したがって、ユーザが探触子14を被検体18に接触させた状態で静止させ、遡及受付期間に相当する時間が経過するまでの間に探触子14を被検体18から離すことで、超音波診断装置は、通常状態からソフトフリーズオン状態に設定される。探触子14が被検体18に接触した状態が維持されている限り、ステップS405によって超音波診断装置は通常状態とされる。また、探触子14が被検体18から離れた場合であっても、遡及受付期間内に静止判定がされていなかった場合には超音波診断装置は通常状態とされる。すなわち、ユーザが探触子14を被検体18に接触させた状態で静止させ、遡及受付期間に相当する時間が経過した後に探触子14を被検体18から離した場合には、超音波診断装置はソフトフリーズオン状態とはならず通常状態が維持される。したがって、タイムスタンプ式状態切り換え処理によれば、探触子14の動きに対し、上述の状態切り換え処理と同様の処理が実行される。遡及受付期間は、「(3)ジェスチャ受付期間の設定」で述べたように、被検体18と探触子14との密着度に応じて設定されてもよい。

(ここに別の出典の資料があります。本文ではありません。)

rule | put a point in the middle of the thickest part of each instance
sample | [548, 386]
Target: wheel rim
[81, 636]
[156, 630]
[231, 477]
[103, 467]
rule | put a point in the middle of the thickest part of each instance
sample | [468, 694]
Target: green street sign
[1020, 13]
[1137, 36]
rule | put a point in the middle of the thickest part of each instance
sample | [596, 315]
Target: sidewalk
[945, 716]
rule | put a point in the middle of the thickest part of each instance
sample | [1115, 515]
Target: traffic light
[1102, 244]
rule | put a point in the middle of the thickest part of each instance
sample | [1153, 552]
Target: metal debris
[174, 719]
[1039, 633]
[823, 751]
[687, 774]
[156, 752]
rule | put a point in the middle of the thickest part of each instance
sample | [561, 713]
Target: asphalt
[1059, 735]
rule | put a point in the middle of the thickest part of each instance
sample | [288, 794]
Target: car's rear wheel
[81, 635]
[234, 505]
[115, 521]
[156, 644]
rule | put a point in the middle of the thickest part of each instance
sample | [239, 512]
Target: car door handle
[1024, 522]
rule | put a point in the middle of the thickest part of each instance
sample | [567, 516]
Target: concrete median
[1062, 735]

図6には、接触相関値A、フレーム間相関値B、およびタイムスタンプが記憶されるタイミングの関係が示されている。接触相関値Aおよびフレーム間相関値Bの値は、図4に示された値と同一である。
フレーム間相関値Bは、時間t(−9)以前では静止閾値S未満であるものの、時間t(−8)〜時間t(−4)では静止閾値S以上となる。そして、時間(−3)以降、再び静止閾値S未満となる。したがって、時間t(−8)〜時間t(−4)の間、時間間隔Tで静止判定がされる。そして、時間t(−8)〜時間t(−4)のそれぞれにおいて、タイムスタンプが記憶部56に記憶される。図6には、矢印R1〜R5によってタイムスタンプが記憶されるタイミングが示されている。

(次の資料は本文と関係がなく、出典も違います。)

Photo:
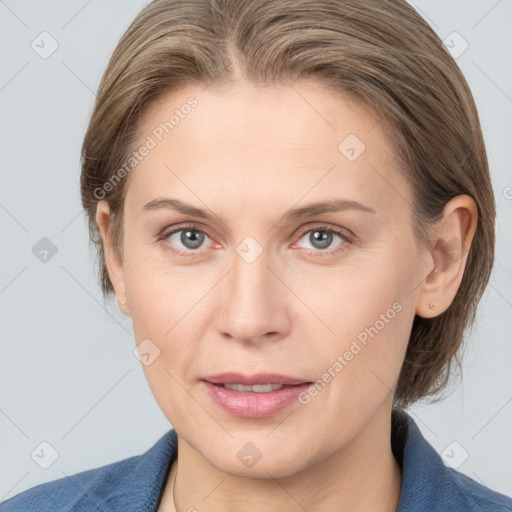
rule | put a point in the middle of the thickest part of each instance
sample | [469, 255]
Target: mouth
[254, 396]
[257, 383]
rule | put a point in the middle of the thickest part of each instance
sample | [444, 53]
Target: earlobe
[112, 258]
[453, 237]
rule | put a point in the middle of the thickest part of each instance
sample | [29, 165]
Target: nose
[253, 302]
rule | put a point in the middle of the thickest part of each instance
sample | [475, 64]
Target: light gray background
[68, 373]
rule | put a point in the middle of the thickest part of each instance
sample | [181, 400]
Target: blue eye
[321, 237]
[191, 238]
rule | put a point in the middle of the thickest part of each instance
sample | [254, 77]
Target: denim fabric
[135, 484]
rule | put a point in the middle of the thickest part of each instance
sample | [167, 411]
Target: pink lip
[250, 404]
[249, 380]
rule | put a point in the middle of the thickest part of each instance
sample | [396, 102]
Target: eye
[321, 237]
[187, 240]
[190, 237]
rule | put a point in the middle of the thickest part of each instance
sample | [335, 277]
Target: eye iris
[192, 239]
[324, 239]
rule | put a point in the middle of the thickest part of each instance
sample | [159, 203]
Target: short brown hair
[380, 51]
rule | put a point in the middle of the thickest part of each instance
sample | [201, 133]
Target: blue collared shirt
[135, 484]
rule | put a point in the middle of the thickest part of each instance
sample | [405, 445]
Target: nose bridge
[251, 304]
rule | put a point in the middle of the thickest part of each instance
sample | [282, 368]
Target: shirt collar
[423, 471]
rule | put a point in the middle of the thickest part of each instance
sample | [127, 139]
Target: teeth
[257, 388]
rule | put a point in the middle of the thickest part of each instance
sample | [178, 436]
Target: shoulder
[474, 496]
[129, 484]
[429, 484]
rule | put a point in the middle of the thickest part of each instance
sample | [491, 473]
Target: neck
[362, 476]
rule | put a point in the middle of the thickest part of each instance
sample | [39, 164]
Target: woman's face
[250, 287]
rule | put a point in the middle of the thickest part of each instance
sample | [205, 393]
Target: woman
[292, 202]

図6に示されている例では、時間t(0)に探触子が被検体から離れ、接触相関値Aが非接触閾値U以上となっている。時間t(0)から過去に遡る遡及受付期間H内に、タイムスタンプR4およびR5が記憶されているため、超音波診断装置はソフトフリーズオン状態に設定される。ソフトフリーズオン状態で表示されるフリーズ画像は、遡及受付期間H内の最後のタイムスタンプが記憶された時間t(−4)から過去に遡ったデータ選別期間Eにおいて、フレーム間相関値Bが最大になる時間t(−5)における断層画像データに基づく画像である。
図6には、遡及受付期間H内の最後のタイムスタンプ記憶時が時間t(−4)であることが丸印Mによって示されている。さらに、時間t(−4)から10Tだけ遡ったデータ選別期間E内の時間t(−5)において、フレーム間相関値Bが最大になったことが丸印Pによって示されている。
(5)ユーザの指、超音波反射性部材等による状態切り換え
上記では、被検体18が静止した状態における探触子14の動きによって、超音波診断装置の状態を切り換える操作について説明した。超音波診断装置に対しては、探触子14の接触面にユーザの指を接触させ、指を動かすことによって状態を切り換える操作が行われてもよい。例えば、ユーザが一方の手で探触子14を把持し、図7に示されているように、他方の手の指を探触子14の接触面に接触させる(S501)。そして、ユーザが指を接触面上で静止させた後(S502)、接触面から離すことで(S503)、超音波診断装置の状態は通常状態からソフトフリーズオン状態へと切り換えられる。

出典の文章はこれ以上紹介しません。